Herod would eventually see Jesus face to face, and he still would not really see Him, because Herod was attracted by a thin interest in Jesus’ miracles. Herod was attracted to Jesus for what he himself wanted Jesus to do for him, which was to entertain, and when Jesus did not do that, Herod lost interest; Herod couldn’t make Jesus dance, as much as he tried.
"Who then is this…” - People keep trying to figure out what impact Francis will have on different human systems of power, but changing government is not Francis’ end goal: he wants to impact human hearts through better representing His Human Heart. Francis calls us to be the humble bearer of a message, a Word, a call beyond this world, to keep trying to see the Lord in the midst of the world's pomp and flurry of fame and power. Some say Francis will play this political role, some say he will play a role in the environment's healing, some are just enamored at the fact that a Pope in the 21st century has achieved such celebrity status... the list goes on and on. But Pope Francis showed us all from his very first public address that he knew his true role: a servant.

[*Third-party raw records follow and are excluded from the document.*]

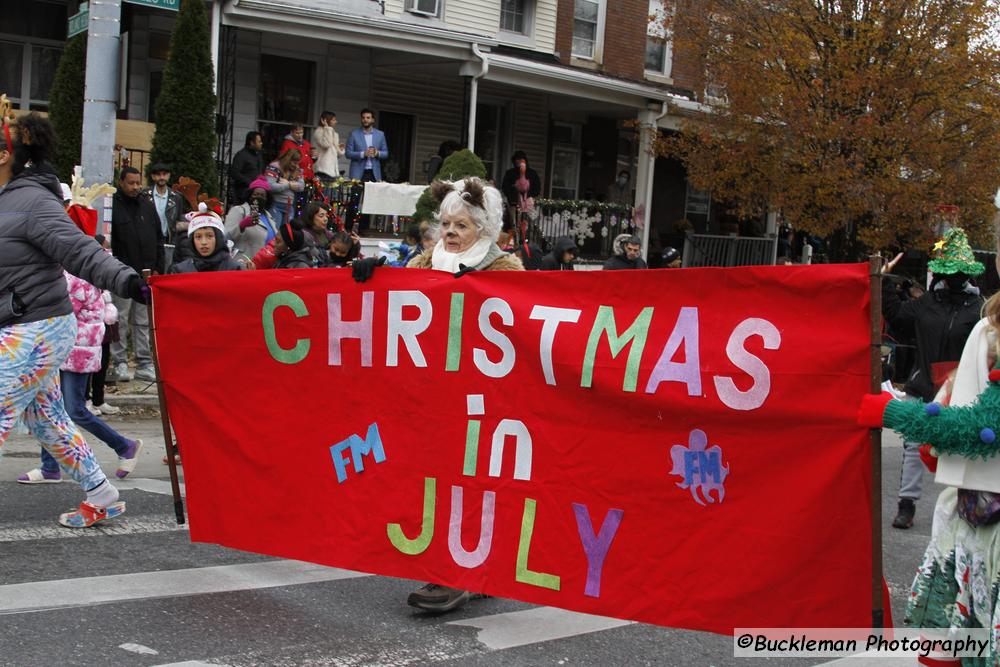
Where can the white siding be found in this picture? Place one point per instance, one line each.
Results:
(529, 122)
(438, 115)
(348, 87)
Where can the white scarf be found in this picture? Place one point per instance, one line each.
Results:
(442, 260)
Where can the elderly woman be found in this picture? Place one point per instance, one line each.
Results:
(249, 224)
(37, 326)
(469, 219)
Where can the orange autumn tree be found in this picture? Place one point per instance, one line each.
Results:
(853, 118)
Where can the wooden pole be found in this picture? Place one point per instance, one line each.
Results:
(168, 438)
(875, 387)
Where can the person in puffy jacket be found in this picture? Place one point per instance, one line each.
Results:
(84, 359)
(37, 327)
(208, 237)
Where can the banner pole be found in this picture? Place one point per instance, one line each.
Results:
(168, 438)
(875, 279)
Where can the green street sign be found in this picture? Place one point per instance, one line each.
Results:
(78, 22)
(162, 4)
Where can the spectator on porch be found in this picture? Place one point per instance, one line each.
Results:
(562, 256)
(170, 210)
(248, 164)
(514, 193)
(295, 140)
(620, 192)
(284, 175)
(326, 143)
(628, 254)
(249, 224)
(366, 148)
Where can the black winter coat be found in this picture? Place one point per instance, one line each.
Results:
(553, 260)
(136, 236)
(942, 321)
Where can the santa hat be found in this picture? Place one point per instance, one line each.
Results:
(954, 255)
(293, 237)
(204, 218)
(259, 182)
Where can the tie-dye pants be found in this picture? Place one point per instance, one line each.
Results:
(30, 357)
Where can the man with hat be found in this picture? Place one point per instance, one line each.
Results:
(941, 320)
(169, 207)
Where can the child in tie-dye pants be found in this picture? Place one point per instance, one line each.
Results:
(30, 357)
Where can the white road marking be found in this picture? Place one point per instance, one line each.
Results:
(138, 648)
(541, 624)
(61, 593)
(117, 526)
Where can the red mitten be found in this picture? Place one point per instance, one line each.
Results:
(930, 461)
(872, 408)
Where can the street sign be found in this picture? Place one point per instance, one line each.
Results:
(78, 22)
(162, 4)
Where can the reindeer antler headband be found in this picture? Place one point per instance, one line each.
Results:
(472, 191)
(7, 116)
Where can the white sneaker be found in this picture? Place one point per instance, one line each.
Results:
(146, 373)
(122, 373)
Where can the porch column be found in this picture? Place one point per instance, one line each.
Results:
(100, 97)
(644, 173)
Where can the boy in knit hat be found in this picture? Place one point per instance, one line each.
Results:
(290, 248)
(211, 250)
(942, 320)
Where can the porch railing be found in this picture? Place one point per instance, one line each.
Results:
(711, 250)
(593, 225)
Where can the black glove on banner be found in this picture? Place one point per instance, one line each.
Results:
(362, 269)
(138, 290)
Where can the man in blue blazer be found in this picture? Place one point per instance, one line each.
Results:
(366, 148)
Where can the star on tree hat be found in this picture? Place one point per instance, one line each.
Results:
(952, 254)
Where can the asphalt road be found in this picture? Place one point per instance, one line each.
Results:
(138, 592)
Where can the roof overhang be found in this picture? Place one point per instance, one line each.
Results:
(366, 31)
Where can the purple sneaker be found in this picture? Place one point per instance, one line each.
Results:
(39, 476)
(127, 461)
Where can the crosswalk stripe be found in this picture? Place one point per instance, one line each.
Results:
(42, 595)
(118, 526)
(540, 624)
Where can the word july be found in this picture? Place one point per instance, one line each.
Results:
(403, 335)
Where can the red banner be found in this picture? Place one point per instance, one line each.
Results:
(674, 447)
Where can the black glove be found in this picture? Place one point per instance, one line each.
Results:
(138, 290)
(362, 269)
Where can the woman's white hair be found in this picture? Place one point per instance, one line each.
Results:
(476, 198)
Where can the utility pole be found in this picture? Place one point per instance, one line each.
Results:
(100, 98)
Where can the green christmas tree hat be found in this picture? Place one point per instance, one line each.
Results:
(954, 255)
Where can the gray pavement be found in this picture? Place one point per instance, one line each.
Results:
(138, 592)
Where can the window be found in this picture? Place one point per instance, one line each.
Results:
(26, 73)
(659, 56)
(515, 16)
(424, 7)
(588, 19)
(284, 97)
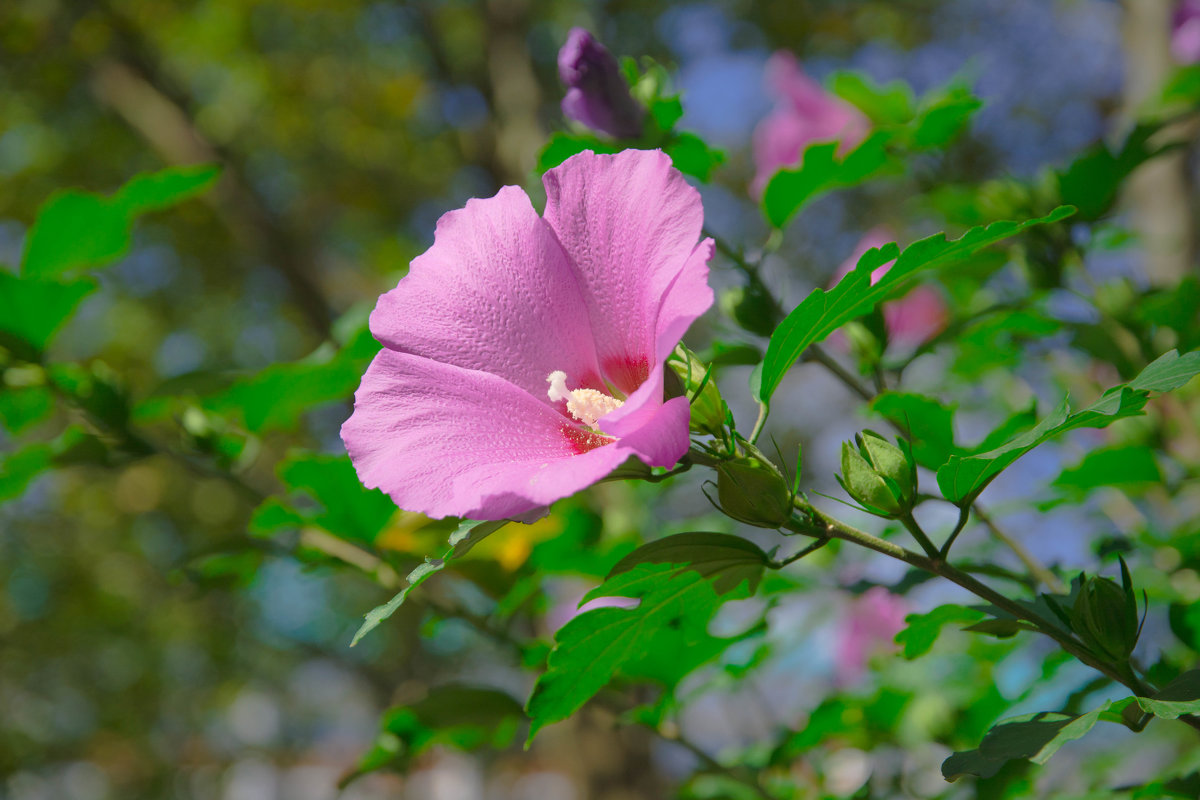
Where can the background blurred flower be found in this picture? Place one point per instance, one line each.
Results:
(871, 623)
(597, 92)
(804, 113)
(1186, 31)
(916, 317)
(454, 416)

"And now I would like to give the blessing, but first first I ask a favor of you: before the bishop blesses his people, I ask you to pray to the Lord that he will bless me: the prayer of the people asking the blessing for their bishop. Let us make, in silence, this prayer: your prayer over me.”
I will never forget watching that address, sitting at my office desk, and bursting into tears upon hearing those words. God is with us, brothers and sisters, and we are all called to be holy, we are all called to incite this depth of hope in others.
Pope Francis’ impact on the world makes it clear that people do not want another world leader, they want God. They want Jesus, a Savior, they want Mercy, healing, grace, things that humans (even Pope Francis) cannot give, but things that humans, like Pope Francis, can invoke. Brothers and sisters, in this time of great excitement shared with many people in NYC, I ask that we all hold fast to the truths that this excitement points us too. And let us be joyful, for we have among us a servant bearing in himself the likeness of our Lord.